Resistance training, also known as strength training, involves exercises that improve muscle strength and endurance by using an external resistance. This can include weights, resistance bands, or even bodyweight exercises. Here are some key ways resistance training can alleviate hot flashes:

  1. Hormonal Balance: Resistance training helps to balance hormone levels, particularly estrogen and progesterone. Regular exercise can positively influence the endocrine system, helping to stabilize the fluctuations that often lead to hot flashes.

  2. Improved Thermoregulation: Regular resistance training improves the body's ability to regulate temperature. This includes better sweat response and heat dissipation, which can reduce the severity and frequency of hot flashes.

  3. Stress Reduction: Exercise, including resistance training, is a powerful stress reliever. Lower stress levels can translate to fewer hot flashes, as stress can be a significant trigger for these episodes.

  4. Enhanced Sleep Quality: Hot flashes can disrupt sleep, but resistance training promotes better sleep patterns. Improved sleep can make it easier to manage hot flashes and reduce their occurrence.

  5. Boosted Metabolism: Building muscle through resistance training boosts your metabolism, which can help maintain a healthy weight. Being at a healthy weight can decrease the intensity and frequency of hot flashes.

  6. Enhanced Mood and Energy Levels: Strength training releases endorphins, also known as the "feel-good" hormones. These can elevate mood, increase energy levels, and overall make it easier to handle and cope with hot flashes.


What Does the Research Suggest?


A 2024 study by Choudhry et al, titled "The effect of resistance training in reducing hot flushes in post-menopausal women: A meta-analysis," set out to investigate the relationship of resistance training and hot flashes (flushes). For those unfamiliar with a meta-analysis, it is a type of study where the authors look at all available high-quality studies that have already been published on a particular topic, then try to extrapolate the overall outcome or message from these studies combined.

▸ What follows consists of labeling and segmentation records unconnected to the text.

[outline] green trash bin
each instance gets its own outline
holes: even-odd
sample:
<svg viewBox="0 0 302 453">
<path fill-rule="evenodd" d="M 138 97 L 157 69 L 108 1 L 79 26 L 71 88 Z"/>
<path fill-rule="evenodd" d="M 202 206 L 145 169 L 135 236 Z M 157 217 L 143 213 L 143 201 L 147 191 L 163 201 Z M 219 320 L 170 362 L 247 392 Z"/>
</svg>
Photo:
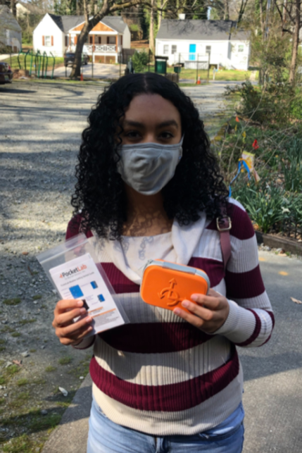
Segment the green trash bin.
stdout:
<svg viewBox="0 0 302 453">
<path fill-rule="evenodd" d="M 155 72 L 158 74 L 165 74 L 167 72 L 167 61 L 165 60 L 156 60 Z"/>
</svg>

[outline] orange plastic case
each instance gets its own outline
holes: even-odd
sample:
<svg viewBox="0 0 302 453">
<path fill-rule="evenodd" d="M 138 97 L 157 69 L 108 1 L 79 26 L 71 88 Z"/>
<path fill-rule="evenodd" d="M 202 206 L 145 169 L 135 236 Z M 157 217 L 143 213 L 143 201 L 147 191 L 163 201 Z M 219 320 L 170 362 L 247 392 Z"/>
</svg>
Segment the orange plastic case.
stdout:
<svg viewBox="0 0 302 453">
<path fill-rule="evenodd" d="M 209 278 L 200 269 L 161 259 L 149 260 L 144 270 L 141 297 L 146 304 L 172 311 L 180 306 L 189 313 L 181 302 L 190 300 L 193 294 L 206 294 L 209 287 Z"/>
</svg>

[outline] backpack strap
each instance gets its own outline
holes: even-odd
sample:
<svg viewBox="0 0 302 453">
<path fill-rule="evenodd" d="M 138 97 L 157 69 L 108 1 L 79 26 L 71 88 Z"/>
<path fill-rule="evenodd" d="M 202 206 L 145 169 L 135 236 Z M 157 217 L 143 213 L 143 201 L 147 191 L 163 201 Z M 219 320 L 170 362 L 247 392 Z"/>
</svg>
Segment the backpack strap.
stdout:
<svg viewBox="0 0 302 453">
<path fill-rule="evenodd" d="M 224 214 L 225 212 L 222 211 L 222 213 Z M 228 216 L 224 215 L 222 217 L 218 217 L 216 218 L 216 225 L 217 229 L 220 234 L 220 247 L 222 252 L 223 265 L 225 270 L 227 262 L 231 257 L 229 230 L 232 228 L 232 221 Z"/>
</svg>

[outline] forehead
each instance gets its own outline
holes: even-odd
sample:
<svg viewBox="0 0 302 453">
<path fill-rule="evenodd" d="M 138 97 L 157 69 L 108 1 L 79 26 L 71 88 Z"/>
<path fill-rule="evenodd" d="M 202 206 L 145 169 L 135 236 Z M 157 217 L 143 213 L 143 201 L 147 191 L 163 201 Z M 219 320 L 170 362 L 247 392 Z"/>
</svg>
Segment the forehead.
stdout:
<svg viewBox="0 0 302 453">
<path fill-rule="evenodd" d="M 180 125 L 180 114 L 172 102 L 160 94 L 139 94 L 131 101 L 125 111 L 125 119 L 139 122 L 156 120 L 162 123 L 175 120 Z"/>
</svg>

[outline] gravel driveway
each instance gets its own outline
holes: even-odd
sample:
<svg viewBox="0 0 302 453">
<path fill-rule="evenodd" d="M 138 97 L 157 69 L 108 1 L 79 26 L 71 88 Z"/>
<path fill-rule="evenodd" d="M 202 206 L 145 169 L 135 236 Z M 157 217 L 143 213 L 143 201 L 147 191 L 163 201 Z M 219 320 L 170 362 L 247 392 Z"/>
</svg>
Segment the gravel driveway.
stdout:
<svg viewBox="0 0 302 453">
<path fill-rule="evenodd" d="M 64 240 L 80 134 L 103 89 L 0 87 L 0 452 L 38 453 L 88 372 L 91 352 L 54 335 L 57 297 L 35 256 Z M 188 92 L 201 109 L 203 89 L 210 105 L 208 87 Z M 213 101 L 208 119 L 222 108 Z"/>
</svg>

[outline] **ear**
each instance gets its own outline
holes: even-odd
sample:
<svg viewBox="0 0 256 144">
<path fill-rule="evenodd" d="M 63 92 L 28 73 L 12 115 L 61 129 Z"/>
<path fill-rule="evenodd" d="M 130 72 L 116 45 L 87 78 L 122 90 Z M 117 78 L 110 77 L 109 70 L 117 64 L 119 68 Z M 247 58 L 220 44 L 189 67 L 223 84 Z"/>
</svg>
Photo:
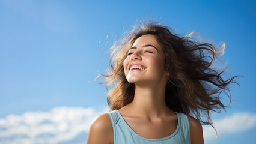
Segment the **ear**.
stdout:
<svg viewBox="0 0 256 144">
<path fill-rule="evenodd" d="M 170 74 L 169 73 L 168 70 L 166 70 L 166 71 L 165 72 L 165 73 L 166 73 L 166 74 L 167 76 L 170 76 Z"/>
</svg>

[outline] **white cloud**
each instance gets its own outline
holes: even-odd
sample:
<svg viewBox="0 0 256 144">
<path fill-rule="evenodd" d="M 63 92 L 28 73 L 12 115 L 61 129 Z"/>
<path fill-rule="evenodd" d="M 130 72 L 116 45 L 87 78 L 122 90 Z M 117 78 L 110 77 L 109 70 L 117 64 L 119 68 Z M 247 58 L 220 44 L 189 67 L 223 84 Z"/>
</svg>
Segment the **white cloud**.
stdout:
<svg viewBox="0 0 256 144">
<path fill-rule="evenodd" d="M 0 143 L 50 144 L 70 140 L 88 133 L 93 119 L 107 109 L 97 112 L 94 108 L 60 107 L 49 112 L 11 114 L 0 119 Z M 256 127 L 256 114 L 237 113 L 213 121 L 213 125 L 218 136 L 241 133 Z M 212 127 L 203 126 L 203 131 L 205 141 L 216 138 Z"/>
<path fill-rule="evenodd" d="M 93 108 L 61 107 L 50 112 L 28 112 L 0 119 L 1 143 L 58 143 L 88 132 L 97 116 Z M 86 140 L 85 137 L 85 142 Z"/>
<path fill-rule="evenodd" d="M 256 114 L 248 112 L 236 113 L 222 119 L 213 121 L 218 136 L 229 133 L 242 133 L 256 127 Z M 203 126 L 204 138 L 209 140 L 216 138 L 214 129 L 209 126 Z"/>
</svg>

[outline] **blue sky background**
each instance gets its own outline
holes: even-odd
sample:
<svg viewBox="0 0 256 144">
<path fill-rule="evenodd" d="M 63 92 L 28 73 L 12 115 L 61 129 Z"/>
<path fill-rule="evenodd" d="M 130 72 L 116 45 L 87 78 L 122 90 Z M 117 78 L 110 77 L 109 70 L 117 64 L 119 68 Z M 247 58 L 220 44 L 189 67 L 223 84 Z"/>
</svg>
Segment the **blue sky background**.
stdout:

The authors of this study looking at the relationship of strength training and hot flushes found a total of “5 published randomized clinical trials, delivering pieces of evidence for the positive effects resistance training has on vasomotor symptoms, predominantly hot flushes, in postmenopausal women. The reviewed studies suggest that resistance training reduces the frequency as well as the severity of Hot flushes in postmenopausal women.”


Getting Started with Resistance Training

If you're new to resistance training, it's essential to start slowly and gradually increase the intensity. Here are some tips to help you begin:

  • Consult a Professional: Speak with a fitness professional or healthcare provider to create a safe and effective resistance training program tailored to your needs.

  • Start with Proper Movement: Focus on dialing in proper movement before you start loading your joints and body with resistance.

  • Consistency is Key: Aim for at least two to three resistance training sessions per week to see significant benefits.

  • Combine with Other Exercises: Balance your routine with cardiovascular exercises and flexibility training for overall well-being.

  • Stay Hydrated: Proper hydration can help with temperature regulation and reduce the effects of hot flashes.


Conclusion

Incorporating resistance training into your fitness routine can offer numerous benefits for managing hot flashes. From hormonal balance and improved thermoregulation to stress reduction and enhanced mood, the positive impacts are undeniable. So, grab those weights or resistance bands and start reaping the rewards of a stronger, healthier you while keeping those hot flashes in check!